A House Education committee recommended a bill Thursday that would prohibit school staff from addressing students by a pronoun inconsistent with "student's biological sex," unless they have written permission from a parent.
House Bill 1468, by Rep. Wayne Long, R-Bradford, also bars school staff from calling a student by a name other than the name listed on their birth certificate without written permission from a parent.
Long said the bill is aimed at preventing school staff from being compelled to call students by their preferred pronouns or name. While the bill would be applicable for public schools, open enrollment charters and public colleges, permission would only be required for a student who is "an unemancipated minor."
The committee passed the bill on a voice vote with one member, Rep. Denise Garner, D-Fayetteville, dissenting.
"I would ask the people that oppose the bill to consider the fact that tolerance is a two-way street," Long said. "And I think it would be good policy for everyone to tolerate the people that have a deeply held religious conviction regarding this matter."
Sarah Everett, policy director at the American Civil Liberties Union of Arkansas, disputed Long's claim the bill would protect free speech, saying it "compels teachers to use the incorrect pronoun or name."
"The bill claims that it's a matter of free speech to choose not to use a trans person's pronoun, but then it goes on to limit the speech of school employees who want to affirm that student's gender identity," Everett said.
Everett told the committee, if passed, the bill is likely to run afoul of the First Amendment and federal laws such as Title VII of the Civil Rights Act of 1964, which prohibits sex discrimination in employment.
"As we know, the [U.S.] Supreme Court has clearly stated that discrimination against trans people is sex discrimination and it is prohibited in employment, at the very least," Everett said.
Matt Sharp, senior counsel from the Alliance Defending Freedom, a conservative legal group, said the bill would be a preemptive measure that would prevent teachers from being fired for not using a student's preferred pronouns or name. Sharp said teachers in other states have been fired for not using a student's preferred gender pronoun, and the bill protects religious liberty.
The bill states school faculty "shall not be subject to adverse employment action," not using a student preferred pronoun or name. Long said the bill would not apply to what he called a "derivative name" such as Bob, for Robert.
"We want to defer to parents. That's their proper role, to make those decisions," Sharp said. "And so something outside of normal names and normal nicknames, normal derivatives, that's up to the parents."
Those testifying against the bill said it was another attack by the Legislature against the transgender community. Earlier this session lawmakers introduced bills to restrict people from using the bathroom of their choice at a public school and another bill to create criminal penalties for entering and remaining in a bathroom designated for the opposite sex while a minor is present.
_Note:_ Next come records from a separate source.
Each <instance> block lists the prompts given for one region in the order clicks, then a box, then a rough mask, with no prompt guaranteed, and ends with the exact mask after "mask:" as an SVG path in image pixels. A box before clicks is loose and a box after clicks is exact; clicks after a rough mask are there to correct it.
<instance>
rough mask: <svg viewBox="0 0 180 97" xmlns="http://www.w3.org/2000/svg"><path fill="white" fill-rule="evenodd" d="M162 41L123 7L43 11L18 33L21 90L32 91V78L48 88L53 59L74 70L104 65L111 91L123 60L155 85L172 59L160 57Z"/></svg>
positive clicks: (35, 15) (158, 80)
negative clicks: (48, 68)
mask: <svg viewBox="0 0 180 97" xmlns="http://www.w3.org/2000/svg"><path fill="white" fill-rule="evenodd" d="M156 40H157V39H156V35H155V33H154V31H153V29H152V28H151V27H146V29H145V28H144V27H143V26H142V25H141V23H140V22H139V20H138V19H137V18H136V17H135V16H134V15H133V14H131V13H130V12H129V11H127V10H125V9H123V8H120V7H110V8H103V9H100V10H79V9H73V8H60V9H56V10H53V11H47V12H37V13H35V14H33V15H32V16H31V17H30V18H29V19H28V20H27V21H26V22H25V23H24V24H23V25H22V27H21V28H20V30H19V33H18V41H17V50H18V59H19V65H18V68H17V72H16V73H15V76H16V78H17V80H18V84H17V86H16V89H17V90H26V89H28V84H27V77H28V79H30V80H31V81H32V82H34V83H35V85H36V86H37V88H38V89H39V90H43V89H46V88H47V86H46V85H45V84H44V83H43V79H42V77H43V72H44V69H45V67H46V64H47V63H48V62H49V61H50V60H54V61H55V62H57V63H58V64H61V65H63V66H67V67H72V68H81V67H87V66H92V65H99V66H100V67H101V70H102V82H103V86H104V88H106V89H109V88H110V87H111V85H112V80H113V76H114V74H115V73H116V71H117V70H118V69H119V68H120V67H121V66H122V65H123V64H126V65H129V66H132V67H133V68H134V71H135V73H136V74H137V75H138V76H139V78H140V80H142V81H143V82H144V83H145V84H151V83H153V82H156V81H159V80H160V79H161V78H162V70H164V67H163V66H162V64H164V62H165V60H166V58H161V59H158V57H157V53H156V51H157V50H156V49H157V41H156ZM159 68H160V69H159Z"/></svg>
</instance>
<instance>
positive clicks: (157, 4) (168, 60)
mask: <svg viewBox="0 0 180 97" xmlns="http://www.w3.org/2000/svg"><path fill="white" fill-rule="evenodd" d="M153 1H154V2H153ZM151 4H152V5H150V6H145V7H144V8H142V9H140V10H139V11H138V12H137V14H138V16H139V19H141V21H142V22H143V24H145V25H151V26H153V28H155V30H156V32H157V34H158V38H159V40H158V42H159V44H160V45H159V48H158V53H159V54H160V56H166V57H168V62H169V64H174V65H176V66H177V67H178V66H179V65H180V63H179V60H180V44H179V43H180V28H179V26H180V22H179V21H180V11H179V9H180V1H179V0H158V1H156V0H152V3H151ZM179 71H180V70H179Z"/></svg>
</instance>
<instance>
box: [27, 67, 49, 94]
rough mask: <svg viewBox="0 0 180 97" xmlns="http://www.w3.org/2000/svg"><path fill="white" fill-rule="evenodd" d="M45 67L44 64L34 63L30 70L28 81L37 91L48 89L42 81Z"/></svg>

On Wednesday, the House approved a bill that would allow a person injured by a gender transition procedure to bring a civil suit against the medical provider who performed the procedure.
"In reality I see that our Legislature is once again singling out transgender individuals and attempting to pass discriminatory law," said Jessica Disney of Conway. "It's codifying the right for someone to cause harm and distress to another person. It's giving them the right to bully."